For good reason. Watson tells of patients in a Halifax hospital verbally abusing Muslim students. "Why are you wearing that veil? Get out of here with that thing on your head." Some patients even refused to be treated by nonwhite students. Patients have told her: "I don't like that Chink doctor. . . . I trust you a little more."

"I anticipate the day a patient will take serious objection to me and I'm not sure what I'd do in that situation," Watson says. "That's one of the reasons we need education. I need to be armed with the tools to know when I have the right to take myself out of that situation or if I have the right. When do I have the right to say it's not acceptable?"
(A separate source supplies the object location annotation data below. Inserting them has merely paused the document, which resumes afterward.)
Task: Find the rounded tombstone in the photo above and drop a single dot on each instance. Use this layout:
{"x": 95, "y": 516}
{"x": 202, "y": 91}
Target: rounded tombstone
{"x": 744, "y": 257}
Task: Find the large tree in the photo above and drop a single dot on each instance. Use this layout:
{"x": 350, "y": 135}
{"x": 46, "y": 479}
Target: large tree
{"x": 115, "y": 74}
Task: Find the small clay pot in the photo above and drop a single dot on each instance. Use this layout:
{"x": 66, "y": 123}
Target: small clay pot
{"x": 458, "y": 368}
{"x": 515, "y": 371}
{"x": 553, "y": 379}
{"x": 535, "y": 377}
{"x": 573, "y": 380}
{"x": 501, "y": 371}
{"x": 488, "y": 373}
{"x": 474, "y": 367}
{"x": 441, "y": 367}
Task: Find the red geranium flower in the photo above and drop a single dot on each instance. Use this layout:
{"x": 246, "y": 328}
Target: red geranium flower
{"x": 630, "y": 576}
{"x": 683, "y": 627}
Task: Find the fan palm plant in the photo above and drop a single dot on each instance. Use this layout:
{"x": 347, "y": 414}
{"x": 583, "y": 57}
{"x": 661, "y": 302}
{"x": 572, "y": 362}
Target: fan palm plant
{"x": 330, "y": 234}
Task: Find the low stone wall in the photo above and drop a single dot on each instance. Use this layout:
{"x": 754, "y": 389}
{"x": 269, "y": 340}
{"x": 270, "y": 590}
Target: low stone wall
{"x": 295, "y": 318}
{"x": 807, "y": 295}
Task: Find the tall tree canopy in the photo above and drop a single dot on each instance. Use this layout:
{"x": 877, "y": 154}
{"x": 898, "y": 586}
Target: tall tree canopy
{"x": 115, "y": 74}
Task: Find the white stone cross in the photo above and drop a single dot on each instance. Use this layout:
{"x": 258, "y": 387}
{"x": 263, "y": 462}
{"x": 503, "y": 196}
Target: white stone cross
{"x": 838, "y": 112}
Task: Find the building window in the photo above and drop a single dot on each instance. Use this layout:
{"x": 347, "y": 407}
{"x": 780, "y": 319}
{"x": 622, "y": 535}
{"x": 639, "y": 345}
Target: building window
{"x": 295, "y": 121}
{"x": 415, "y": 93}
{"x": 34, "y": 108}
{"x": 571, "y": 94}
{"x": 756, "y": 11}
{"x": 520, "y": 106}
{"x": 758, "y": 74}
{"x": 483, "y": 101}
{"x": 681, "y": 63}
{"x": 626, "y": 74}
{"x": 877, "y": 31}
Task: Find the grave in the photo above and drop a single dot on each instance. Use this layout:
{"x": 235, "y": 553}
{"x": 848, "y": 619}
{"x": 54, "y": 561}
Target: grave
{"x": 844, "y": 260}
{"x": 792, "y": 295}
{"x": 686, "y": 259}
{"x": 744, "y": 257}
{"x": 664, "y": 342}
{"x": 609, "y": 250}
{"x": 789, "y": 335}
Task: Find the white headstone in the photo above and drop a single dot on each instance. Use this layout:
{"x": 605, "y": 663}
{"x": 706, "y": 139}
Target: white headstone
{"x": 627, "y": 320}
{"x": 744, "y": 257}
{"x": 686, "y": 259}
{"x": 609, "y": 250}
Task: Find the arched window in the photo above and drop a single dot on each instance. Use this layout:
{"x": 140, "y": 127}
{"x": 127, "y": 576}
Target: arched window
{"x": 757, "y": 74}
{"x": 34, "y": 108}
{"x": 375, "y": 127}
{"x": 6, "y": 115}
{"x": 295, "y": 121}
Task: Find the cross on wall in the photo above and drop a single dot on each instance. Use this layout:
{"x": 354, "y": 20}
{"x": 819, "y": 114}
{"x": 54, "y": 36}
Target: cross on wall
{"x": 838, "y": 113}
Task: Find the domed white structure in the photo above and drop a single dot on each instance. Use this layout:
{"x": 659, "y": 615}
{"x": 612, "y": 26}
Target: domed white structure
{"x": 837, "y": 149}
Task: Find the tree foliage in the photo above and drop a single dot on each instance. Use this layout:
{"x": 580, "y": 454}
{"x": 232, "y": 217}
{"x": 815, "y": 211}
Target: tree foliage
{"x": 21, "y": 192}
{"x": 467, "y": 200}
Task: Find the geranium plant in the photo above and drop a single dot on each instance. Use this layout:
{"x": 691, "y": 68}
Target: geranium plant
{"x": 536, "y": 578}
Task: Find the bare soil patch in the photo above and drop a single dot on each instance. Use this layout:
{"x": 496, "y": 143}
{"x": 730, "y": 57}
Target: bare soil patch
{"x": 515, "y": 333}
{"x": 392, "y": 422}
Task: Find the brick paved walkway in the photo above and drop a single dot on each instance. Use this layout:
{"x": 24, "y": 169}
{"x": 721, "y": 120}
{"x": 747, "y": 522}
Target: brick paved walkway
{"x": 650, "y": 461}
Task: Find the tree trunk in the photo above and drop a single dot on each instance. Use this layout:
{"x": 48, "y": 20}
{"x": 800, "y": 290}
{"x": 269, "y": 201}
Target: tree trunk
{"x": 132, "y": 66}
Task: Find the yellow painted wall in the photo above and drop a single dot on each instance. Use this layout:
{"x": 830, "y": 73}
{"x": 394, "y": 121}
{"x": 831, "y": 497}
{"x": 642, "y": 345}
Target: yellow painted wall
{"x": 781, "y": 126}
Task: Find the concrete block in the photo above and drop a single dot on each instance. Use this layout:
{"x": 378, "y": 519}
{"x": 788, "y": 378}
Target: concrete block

Watson's report contains 25 recommendations, including a call for a campus-wide policy on race relations, support services for visible-minority medical students, faculty training and improvements in medical education.

But she believes the issue isn't confined to Dalhousie. When she consulted other Canadian medical schools last summer "the almost unanimous response was that nothing has been done because it's not a problem here and it's not coming up. It's likely not coming up for the same reasons it didn't come up here."

Peggy Hansell agrees. "We would have said we didn't have a problem," she says, "and some people still say we don't have a problem."

But she suggests other medical schools "talk to their students. It takes a lot of courage for someone to come forward, and when they do it's often very hard to know what to do about it."